MLOps is the practice of operating machine learning systems in production reliably and repeatably — covering training, deployment, monitoring, retraining, and governance, analogous to DevOps for software.

Vector Database

A vector database is a data store optimized for storing and searching high-dimensional vector embeddings, typically used to find semantically similar items for AI applications such as RAG, recommendation, and search.

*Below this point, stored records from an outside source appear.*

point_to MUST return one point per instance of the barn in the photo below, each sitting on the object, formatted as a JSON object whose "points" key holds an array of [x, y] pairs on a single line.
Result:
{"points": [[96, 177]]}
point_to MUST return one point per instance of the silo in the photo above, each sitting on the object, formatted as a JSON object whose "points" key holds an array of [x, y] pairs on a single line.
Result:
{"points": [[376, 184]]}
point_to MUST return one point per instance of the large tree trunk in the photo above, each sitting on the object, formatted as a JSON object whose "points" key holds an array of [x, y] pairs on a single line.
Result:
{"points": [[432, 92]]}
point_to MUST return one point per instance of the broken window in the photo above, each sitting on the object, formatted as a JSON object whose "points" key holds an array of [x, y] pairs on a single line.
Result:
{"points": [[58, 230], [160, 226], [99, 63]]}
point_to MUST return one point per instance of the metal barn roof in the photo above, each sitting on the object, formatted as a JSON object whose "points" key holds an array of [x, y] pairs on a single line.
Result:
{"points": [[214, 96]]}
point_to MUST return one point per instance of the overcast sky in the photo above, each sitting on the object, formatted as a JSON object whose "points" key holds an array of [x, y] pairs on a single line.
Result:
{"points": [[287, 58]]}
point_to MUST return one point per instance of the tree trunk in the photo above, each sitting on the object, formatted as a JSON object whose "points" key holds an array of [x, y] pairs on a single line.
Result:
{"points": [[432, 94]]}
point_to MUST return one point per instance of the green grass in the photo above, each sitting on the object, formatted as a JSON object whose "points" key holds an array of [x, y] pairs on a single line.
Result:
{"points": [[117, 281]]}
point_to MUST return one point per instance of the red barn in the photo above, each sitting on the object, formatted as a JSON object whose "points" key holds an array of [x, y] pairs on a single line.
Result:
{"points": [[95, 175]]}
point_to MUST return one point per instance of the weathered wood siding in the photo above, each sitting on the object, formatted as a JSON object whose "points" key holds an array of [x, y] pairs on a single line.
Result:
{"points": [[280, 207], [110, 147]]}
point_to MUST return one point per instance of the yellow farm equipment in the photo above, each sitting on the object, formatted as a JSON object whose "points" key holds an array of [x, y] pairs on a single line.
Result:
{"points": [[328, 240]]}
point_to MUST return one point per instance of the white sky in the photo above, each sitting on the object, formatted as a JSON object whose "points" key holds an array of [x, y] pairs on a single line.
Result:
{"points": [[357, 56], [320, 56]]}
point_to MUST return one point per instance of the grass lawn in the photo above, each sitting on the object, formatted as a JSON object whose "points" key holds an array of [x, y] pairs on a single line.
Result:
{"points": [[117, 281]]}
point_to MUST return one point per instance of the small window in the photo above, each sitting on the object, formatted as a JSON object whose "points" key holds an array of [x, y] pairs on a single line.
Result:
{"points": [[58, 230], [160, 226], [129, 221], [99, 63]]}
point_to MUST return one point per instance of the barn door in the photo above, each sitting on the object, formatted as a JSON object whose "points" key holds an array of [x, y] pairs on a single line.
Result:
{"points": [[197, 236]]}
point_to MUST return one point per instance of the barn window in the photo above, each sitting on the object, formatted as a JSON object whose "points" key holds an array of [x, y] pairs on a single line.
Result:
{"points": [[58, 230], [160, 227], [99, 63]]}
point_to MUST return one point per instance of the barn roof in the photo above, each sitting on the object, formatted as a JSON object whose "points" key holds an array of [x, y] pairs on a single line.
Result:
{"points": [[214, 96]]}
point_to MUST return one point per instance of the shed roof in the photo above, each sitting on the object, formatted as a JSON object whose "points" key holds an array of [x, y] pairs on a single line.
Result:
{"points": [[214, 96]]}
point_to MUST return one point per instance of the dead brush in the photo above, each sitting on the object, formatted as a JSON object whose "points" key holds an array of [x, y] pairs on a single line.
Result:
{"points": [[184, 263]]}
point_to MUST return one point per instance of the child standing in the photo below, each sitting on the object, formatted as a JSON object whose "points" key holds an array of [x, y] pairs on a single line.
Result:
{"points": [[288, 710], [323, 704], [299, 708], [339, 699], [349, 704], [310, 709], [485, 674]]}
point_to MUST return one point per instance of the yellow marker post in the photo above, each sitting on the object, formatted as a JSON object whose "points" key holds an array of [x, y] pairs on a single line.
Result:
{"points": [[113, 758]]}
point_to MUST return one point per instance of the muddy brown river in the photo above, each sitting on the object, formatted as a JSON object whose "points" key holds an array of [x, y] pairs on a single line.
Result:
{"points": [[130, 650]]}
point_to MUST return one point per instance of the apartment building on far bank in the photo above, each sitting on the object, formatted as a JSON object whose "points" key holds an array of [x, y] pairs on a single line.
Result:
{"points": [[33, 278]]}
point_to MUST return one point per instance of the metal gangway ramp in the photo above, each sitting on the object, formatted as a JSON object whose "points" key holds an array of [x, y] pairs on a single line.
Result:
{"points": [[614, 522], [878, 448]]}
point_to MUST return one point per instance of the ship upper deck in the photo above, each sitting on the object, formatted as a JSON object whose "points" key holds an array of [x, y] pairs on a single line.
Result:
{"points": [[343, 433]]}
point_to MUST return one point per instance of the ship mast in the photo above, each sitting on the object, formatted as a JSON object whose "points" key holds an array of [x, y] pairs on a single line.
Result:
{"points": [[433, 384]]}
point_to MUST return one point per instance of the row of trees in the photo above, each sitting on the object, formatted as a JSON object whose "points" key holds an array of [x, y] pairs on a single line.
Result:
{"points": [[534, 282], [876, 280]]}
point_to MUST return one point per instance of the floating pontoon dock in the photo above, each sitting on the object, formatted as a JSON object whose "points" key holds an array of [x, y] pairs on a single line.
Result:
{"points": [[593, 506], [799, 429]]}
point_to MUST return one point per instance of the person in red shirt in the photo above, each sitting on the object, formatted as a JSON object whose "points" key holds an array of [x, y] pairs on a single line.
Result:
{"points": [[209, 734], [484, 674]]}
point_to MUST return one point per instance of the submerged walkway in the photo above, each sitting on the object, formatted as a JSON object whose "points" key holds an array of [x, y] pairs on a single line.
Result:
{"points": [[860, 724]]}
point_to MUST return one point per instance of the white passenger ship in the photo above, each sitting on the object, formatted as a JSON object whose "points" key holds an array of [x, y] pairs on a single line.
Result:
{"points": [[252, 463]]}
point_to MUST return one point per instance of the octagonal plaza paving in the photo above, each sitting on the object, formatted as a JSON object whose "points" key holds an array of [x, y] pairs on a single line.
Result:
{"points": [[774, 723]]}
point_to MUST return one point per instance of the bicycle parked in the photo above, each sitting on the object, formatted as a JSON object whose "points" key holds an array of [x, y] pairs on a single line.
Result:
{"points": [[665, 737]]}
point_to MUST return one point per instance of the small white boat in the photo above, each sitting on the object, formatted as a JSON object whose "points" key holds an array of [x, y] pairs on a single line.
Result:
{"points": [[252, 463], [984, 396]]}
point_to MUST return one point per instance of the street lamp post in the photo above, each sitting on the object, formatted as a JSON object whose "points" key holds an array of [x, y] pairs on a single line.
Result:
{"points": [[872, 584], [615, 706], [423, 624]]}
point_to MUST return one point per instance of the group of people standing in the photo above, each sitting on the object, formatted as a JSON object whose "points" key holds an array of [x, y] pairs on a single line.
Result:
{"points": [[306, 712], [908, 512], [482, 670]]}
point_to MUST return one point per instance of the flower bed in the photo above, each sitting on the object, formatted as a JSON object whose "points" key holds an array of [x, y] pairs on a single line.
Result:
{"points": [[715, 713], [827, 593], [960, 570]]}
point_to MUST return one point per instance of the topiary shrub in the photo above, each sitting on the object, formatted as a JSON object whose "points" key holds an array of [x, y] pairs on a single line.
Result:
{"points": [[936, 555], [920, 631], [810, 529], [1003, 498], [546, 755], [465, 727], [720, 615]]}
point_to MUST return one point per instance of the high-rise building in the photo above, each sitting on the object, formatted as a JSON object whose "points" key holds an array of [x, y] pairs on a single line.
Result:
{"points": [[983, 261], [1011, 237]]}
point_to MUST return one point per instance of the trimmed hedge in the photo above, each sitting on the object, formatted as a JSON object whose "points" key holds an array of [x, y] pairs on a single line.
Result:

Managed Detection and Response (MDR)

Managed Detection and Response (MDR) is a security service that combines 24x7 monitoring, threat hunting, AI-assisted triage, and incident response — typically delivered by a third-party SOC on top of customer-owned telemetry.

AI Governance

AI governance is the set of policies, processes, and controls organizations use to develop, deploy, and operate AI systems responsibly — covering risk management, model lifecycle, accountability, data protection, and regulatory compliance.

Observability

Observability is the ability to understand a system’s internal state by examining its external outputs — metrics, logs, traces, and (increasingly) profiles — without needing to ship new code to investigate a problem.

GitOps

GitOps is an operational pattern where the desired state of infrastructure and applications is declared in Git, and a controller continuously reconciles the running system to match — making Git the single source of truth for deployment.

Site Reliability Engineering (SRE)

Site Reliability Engineering (SRE) is a discipline that applies software engineering practices to operations — using error budgets, SLOs, automation, and blameless incident response to balance reliability and feature velocity.

Infrastructure as Code (IaC)

Infrastructure as Code (IaC) is the practice of provisioning and managing infrastructure using machine-readable definition files — typically in Git — rather than manual console clicks or ad-hoc scripts.

FinOps

FinOps is the practice of bringing financial accountability to cloud spend — combining engineering, finance, and business stakeholders to make data-driven trade-offs between cost, speed, and quality.

Kubernetes

Kubernetes is an open-source platform for automating deployment, scaling, and operation of containerized applications across clusters of machines — the de facto standard for container orchestration.

Zero Trust

Zero Trust is a security model that assumes no implicit trust based on network location — every request is authenticated, authorized, and continuously validated regardless of whether it originates inside or outside the corporate perimeter.

SOC 2

SOC 2 is an attestation report issued by an independent auditor, verifying that a service organization’s controls meet the AICPA Trust Services Criteria — security, availability, processing integrity, confidentiality, and privacy.

Data Mesh

Data Mesh is an organizational and architectural pattern that decentralizes ownership of analytical data to the domain teams that produce it, treating data as a product with explicit consumers, SLAs, and discoverability.

Feature Store

A feature store is a centralized system for managing the features used by machine learning models — providing consistent definitions, training/serving parity, freshness guarantees, and reusability across teams.

Prompt Injection

Prompt injection is an attack on LLM-powered applications where untrusted input is crafted to override the system’s intended instructions — causing the model to leak data, perform unauthorized actions, or generate harmful content.

Embeddings

Embeddings are numerical vector representations of text, images, audio, or other data — produced by ML models so that semantically similar items end up close together in vector space, enabling search, clustering, and retrieval.

Data Contract

A data contract is a formal, versioned agreement between a data producer and its consumers about the schema, semantics, freshness, and quality of a dataset — treated as code and enforced in CI rather than tribal knowledge.